Acho o Nuno Viegas um dos artistas mais importantes entre os surgiram ou se afirmaram nas primeiras décadas do novo século, mas o "gosto oficial", o mecanismo das exclusões institucionais, com a sua lógica clientelar, tem coartado a visibilidade da sua obra. Aposto que é uma das grandes apostas originais da colecção - que na maior parte dos nomes segue a rotina dos artistas do sistema galerístico-oficial. N.V. teve uma única mostra institucional em 2004, “A tinta envenenada”, no Centro Cultural de Cascais, e expõe regularmente, desde 2002, na galeria Arte Periférica. Não é fácil resistir ao muro de isolamento que é habitualmente levantado à volta dos artistas que se destacam da mediania que o sistema favorece, mediania formada por pequenas promessas surgidas à volta de três ou quatro nomes oficiais, envolvidos num sistema protector que eles próprios controlam, sob a tutela das "galerias líder". Acontece que a protecção dada às emergências fugazes e à mediocridade ambiente - tal como a insignificância de uma crítica oportunista - está a tornar o meio das artes visuais num terreno sem credibilidade, minado pelas suspeitas e só sustentado por tutores institucionais, de que se afastam espectadores e compradores. Os leilões, onde o segundo mercado estabelece os valores do reconhecimento das carreiras, estão a confirmar o descrédito do sistema oficial.

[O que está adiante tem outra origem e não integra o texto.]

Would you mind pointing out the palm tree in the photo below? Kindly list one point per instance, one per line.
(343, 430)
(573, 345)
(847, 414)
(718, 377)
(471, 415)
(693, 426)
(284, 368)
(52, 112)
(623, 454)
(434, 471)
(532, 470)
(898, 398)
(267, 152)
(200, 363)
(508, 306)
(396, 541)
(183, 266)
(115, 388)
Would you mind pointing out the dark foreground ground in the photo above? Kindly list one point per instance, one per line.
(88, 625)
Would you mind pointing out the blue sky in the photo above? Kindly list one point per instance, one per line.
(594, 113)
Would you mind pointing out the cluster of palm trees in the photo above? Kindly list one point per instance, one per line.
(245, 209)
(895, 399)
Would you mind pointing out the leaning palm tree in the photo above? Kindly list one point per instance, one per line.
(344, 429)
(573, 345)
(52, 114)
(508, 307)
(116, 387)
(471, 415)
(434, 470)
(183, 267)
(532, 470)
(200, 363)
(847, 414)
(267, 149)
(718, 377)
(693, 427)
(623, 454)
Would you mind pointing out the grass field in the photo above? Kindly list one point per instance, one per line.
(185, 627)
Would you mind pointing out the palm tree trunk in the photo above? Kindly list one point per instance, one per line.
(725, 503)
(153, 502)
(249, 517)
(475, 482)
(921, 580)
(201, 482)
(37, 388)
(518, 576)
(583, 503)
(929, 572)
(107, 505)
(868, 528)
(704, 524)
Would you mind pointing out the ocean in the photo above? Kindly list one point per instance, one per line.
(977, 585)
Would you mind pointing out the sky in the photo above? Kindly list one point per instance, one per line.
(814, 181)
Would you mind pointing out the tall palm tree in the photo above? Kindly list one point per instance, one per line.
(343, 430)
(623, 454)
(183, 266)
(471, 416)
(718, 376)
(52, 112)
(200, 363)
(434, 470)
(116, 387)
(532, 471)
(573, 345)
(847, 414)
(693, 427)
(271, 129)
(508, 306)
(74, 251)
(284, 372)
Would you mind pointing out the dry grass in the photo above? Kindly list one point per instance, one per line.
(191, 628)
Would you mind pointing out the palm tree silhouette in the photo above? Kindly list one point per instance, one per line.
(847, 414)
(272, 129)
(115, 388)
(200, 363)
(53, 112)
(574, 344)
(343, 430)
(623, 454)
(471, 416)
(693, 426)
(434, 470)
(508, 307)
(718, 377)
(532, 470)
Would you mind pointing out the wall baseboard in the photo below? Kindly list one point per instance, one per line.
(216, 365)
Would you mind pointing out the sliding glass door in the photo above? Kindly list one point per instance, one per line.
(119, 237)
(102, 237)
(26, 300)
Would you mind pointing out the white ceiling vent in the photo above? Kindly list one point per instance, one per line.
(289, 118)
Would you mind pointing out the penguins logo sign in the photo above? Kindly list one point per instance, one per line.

Duas pinturas de grande formato do Nuno Viegas mostradas na exposição "Génesis" do Museu de Arte Contemporânea de Elvas (na foto instaladas no Museu): "A colisão improvável", 270 x 360cm, 2008, e "A nuvem que nos separa", 270 x 360cm, 2008.
Têm o defeito de serem a cores e não do preto e branco, conforme o regime vigente, e de não serem "minimalistas" - pelo contrário, são maximalistas, podem ser observadas como comentários do presente (em vez de serem apenas um exercício formal, ou uma obra de arte sobre a ideia de arte), são comunicativas e despertam emoções, são livres de tutelas escolares ou críticas, são formal e materialmente poderosas na sua realização pictural, são abertamente imaginativas quanto à sua temática figurativa e narrativa.
Da colecção António Cachola fazem parte as três telas adquiridas pelo coleccionador na perspectiva da inauguração do seu museu, a que acima me refiro, mais 14 desenhos dentro da mesma temática, bem como outras duas telas de grande formato adquiridas mais tarde e que integraram a exposição "Génesis" do MACE em 2012. Defendo que são obras mais poderosas e radicais do que a generalidade das peças da colecção. Suspeito que é por isso que se exerce alguma censura - ou será distração?